Ossip Mandelstam, l’une parmi tous les millions de victimes du
stalinisme
Lorsque l’on est confiné, il y a les quelques sorties pour l’approvisionnement, et la promenade qu’il faut absolument faire, pour la santé. Mais une bonne partie de la disponibilité restante, pour ma part je la consacre à la lecture. Il y a ainsi des livres qui traînent sur l’étagère depuis des années voire des décennies et qui passent ainsi à la lecture.
C’est
ainsi que je viens de terminer le premier tome du livre de la compagne du poète
russe Ossip Mandelstam, Nadejda Mandelstam, au titre qui donne le
frisson : « Contre tout espoir
– Souvenirs ».
Ossip
Mandelstam mena une vie de paria, en particulier à partir de 1934 jusqu’à sa
mort quatre ans plus tard, en camp, dans l’Extrême-orient soviétique, non loin
de Vladivostok.
Ce
livre de souvenirs portant sur cette période par ailleurs des Grands procès
staliniens, évoque certes l’histoire de la littérature et de la poésie de cette
époque, mais surtout l’horreur d’un État totalitaire qui a fait tellement de
mal au combat pour le communisme dont il est aux antipodes. Nous aurons sans
doute l’occasion de revenir sur le courant dont nous sommes les continuateurs,
le courant trotskyste soviétique qui aura combattu jusqu’au bout dans le goulag
contre la dégénérescence stalinienne du premier État ouvrier, pour ce que nous
considérons plus que jamais comme le seul avenir de l’humanité, le communisme
des états-unis socialistes du monde. Ces militants trotskystes qui disparurent
les uns après les autres dans les isolateurs de la bureaucratie stalinienne.
Pour
revenir à Ossip Mandelstam, ses ennuis s’aggravèrent quand fut connu le
poème qu’il écrivit sur Staline en 1933, quelques mois avant son
arrestation. Je vous le livre.
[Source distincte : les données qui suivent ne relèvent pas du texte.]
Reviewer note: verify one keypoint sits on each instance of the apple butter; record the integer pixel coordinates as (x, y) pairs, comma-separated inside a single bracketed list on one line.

Ne serait-ce que pour ce poème et le courage de
l’avoir écrit, le nom de ce poète mérite notre mémoire.
Nous vivons, insensibles au pays
qui nous porte,
A dix pas, nos voix ne sont plus
assez forte.
Mais il suffit d’un
semi-entretien,
Pour évoquer le montagnard du
Kremlin.
Ses doigts épais sont gras comme
des asticots,
Et ses mots tombent comme des
poids de cent kilos.
Il rit dans sa moustache énorme
de cafard,
Et ses bottes luisent, accrochant
le regard.
Un ramassis de chefs au cou mince
l’entoure,
Sous-hommes empressés dont il
joue nuit et jour.
L’un siffle, l’autre miaule, et
un troisième geint,
Lui seul tient le crachoir et
montre le chemin.
Il forge oukaze sur oukaze, en
vrai forgeron,
Atteignant tel à l’aine, tel à
l’œil, tel au front.
Et chaque exécution est un régal,
Dont se pourlèche l’Ossète au
large poitrail.
(Novembre
1933)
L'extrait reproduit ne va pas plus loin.